Projet de loi 7353/07 sur la protection des savoir-faire et des informations commerciales non divulgués (secrets d'affaires) contre l'obtention, l'utilisation et la divulgation illicites - Avis du Conseil de l'Ordre des Avocats du Barreau de Luxembourg
Le Conseil de l’Ordre des Avocats du Barreau de Luxembourg souhaite attirer l'attention sur certains points plus généraux du projet de loi 7353 (le Projet de loi) transposant la directive (UE) 2016/943 du Parlement européen et du Conseil sur la protection des savoir-faire et des informations commerciales non divulgués (secrets d’affaires) contre l’obtention, l’utilisation et la divulgation illicites, qui a été adoptée le 8 juin 2016.
Le Conseil propose notamment d’étendre les mesures de protection du caractère confidentiel des secrets d’affaires durant les instances judiciaires prévues à l'article 15 du Projet de loi. Il conviendrait de permettre aux détenteurs de secrets d’affaires de pouvoir également protéger ceux-ci dans le cadre de procédures en matière de contentieux commercial, droit du travail ou correctionnel par exemple. Le fait que les juridictions acceptent que certains éléments des pièces sont rendus illisibles pour des raisons de confidentialité ne suffit pas.

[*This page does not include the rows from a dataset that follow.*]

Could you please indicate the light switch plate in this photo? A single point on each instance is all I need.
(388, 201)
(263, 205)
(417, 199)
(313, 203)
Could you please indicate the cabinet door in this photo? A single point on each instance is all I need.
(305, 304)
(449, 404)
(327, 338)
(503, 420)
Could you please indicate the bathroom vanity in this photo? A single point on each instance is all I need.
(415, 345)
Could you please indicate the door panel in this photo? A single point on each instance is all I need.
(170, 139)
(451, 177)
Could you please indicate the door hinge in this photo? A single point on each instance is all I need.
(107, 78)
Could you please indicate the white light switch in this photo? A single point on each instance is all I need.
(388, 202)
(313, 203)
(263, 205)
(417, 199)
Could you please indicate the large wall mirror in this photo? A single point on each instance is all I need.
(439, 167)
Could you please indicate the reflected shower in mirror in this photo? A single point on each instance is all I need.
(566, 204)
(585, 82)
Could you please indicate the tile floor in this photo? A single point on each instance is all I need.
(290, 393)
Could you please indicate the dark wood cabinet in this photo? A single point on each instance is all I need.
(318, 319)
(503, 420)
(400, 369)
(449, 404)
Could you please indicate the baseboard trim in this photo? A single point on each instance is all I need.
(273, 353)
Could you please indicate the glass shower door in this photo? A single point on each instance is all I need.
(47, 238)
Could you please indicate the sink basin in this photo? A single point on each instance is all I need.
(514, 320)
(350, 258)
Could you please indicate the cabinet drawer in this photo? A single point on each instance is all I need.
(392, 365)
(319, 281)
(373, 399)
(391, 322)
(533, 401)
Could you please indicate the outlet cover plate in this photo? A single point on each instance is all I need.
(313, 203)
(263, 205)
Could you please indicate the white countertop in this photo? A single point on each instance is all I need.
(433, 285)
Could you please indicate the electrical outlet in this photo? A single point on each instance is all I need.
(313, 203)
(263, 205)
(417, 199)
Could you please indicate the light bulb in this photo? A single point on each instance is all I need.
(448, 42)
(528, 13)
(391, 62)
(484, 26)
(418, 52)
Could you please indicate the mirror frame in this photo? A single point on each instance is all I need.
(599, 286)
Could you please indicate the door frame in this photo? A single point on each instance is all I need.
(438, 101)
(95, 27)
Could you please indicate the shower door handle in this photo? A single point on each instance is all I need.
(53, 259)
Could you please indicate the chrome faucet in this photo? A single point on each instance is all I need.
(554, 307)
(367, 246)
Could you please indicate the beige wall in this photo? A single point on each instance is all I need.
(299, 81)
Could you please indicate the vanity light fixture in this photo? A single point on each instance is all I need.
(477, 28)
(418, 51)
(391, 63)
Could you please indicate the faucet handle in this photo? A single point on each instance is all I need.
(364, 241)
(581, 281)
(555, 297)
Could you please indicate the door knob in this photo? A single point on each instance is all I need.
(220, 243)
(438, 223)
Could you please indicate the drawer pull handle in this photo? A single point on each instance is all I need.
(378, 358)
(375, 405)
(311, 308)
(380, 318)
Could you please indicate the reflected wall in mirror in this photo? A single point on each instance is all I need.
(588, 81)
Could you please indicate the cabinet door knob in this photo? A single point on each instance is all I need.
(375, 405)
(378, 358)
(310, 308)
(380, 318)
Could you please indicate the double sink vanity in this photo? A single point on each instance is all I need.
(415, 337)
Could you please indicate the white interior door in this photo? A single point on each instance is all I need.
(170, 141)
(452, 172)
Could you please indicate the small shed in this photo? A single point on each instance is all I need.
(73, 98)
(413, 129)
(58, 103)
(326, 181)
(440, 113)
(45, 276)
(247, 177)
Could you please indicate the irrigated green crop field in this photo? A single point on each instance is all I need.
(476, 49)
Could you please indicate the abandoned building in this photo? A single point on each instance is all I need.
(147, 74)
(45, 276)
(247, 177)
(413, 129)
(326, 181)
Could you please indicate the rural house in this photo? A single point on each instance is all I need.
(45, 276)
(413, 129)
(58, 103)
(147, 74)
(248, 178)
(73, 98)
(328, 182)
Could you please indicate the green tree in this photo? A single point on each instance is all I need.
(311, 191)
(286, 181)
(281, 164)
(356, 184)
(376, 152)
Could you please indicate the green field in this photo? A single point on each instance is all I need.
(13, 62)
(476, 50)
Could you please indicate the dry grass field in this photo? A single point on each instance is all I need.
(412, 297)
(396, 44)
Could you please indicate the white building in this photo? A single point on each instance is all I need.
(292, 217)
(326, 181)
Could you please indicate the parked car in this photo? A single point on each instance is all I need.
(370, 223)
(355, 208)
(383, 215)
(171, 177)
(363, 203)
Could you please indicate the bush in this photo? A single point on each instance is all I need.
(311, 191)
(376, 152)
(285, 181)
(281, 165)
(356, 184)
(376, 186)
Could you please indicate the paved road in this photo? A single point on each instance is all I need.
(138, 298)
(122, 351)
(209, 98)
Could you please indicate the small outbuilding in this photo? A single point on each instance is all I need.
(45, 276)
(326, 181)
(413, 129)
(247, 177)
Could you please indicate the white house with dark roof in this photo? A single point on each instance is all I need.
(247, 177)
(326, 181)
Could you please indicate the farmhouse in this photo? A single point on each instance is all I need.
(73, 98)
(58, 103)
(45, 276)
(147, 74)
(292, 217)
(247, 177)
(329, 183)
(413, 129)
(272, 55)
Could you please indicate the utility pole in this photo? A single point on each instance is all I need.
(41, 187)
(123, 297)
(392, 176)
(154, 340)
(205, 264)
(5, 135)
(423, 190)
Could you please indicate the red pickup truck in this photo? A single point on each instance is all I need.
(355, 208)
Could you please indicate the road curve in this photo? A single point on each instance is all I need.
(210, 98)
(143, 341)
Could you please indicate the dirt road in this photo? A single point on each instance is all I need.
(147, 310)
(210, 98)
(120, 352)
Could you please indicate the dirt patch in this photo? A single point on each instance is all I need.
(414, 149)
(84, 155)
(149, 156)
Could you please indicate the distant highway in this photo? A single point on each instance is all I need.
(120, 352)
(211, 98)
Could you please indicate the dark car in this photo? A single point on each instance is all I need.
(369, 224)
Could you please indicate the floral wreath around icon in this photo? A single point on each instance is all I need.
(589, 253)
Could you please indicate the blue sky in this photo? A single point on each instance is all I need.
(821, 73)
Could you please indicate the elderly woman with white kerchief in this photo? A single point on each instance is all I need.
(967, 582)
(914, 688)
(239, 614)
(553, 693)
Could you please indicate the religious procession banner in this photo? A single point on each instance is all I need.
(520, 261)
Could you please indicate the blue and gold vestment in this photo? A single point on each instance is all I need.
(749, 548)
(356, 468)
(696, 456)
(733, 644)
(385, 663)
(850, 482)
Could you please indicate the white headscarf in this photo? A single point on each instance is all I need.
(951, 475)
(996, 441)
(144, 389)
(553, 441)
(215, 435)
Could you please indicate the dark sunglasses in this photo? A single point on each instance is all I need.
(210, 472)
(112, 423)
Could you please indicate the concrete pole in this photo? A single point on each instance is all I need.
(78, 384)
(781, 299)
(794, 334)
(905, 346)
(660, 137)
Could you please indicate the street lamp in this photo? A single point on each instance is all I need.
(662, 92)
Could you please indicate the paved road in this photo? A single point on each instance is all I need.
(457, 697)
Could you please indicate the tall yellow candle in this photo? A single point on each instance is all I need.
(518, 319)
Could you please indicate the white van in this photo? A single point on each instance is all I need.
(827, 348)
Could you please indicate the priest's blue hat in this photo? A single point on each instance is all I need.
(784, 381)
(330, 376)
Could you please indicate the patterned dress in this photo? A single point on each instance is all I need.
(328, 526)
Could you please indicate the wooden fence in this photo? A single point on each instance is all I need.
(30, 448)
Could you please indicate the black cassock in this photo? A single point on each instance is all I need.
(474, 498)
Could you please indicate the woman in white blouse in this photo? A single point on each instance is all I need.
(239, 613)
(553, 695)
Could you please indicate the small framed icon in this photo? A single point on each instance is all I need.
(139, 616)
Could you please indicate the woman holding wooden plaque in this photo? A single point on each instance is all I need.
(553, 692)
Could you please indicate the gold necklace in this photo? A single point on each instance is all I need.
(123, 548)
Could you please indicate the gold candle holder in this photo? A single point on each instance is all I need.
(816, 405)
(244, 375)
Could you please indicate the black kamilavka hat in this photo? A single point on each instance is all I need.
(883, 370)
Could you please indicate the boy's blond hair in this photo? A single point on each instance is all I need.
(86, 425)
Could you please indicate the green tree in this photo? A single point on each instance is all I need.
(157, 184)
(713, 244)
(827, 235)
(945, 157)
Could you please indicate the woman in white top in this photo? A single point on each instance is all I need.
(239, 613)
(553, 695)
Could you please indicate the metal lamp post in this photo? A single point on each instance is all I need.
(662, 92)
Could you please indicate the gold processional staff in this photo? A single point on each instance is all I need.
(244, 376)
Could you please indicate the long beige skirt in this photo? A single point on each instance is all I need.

Par ailleurs, le Conseil critique la prescription de deux ans applicables aux actions basées sur les articles 6 à 15 du Projet de loi. En effet, il n'y a pas lieu d'appliquer un délai de prescription, notamment pour l'article 15 qui prévoit des mesures de protection du caractère confidentiel des secrets d’affaires au cours des procédures judiciaires et s’appliquent donc par principe durant une instance.
Concernant les causes d'interruption de la prescription prévue à l'article 16(1) du Projet de loi, le Conseil suggère d'ajouter le dépôt d'une plainte pénale comme cause d'interruption. En effet, il peut être plus opportun pour le détenteur du secret d’affaires victime d’une divulgation de celui-ci de déposer une plainte pénale sur la base de l’article 309 du Code pénal plutôt que d’introduire une action en référé ou au fond ou d’adresser au protagoniste une sommation en cessation par exploit d’huissier. Le Conseil suggère donc de reformuler les différents articles précités.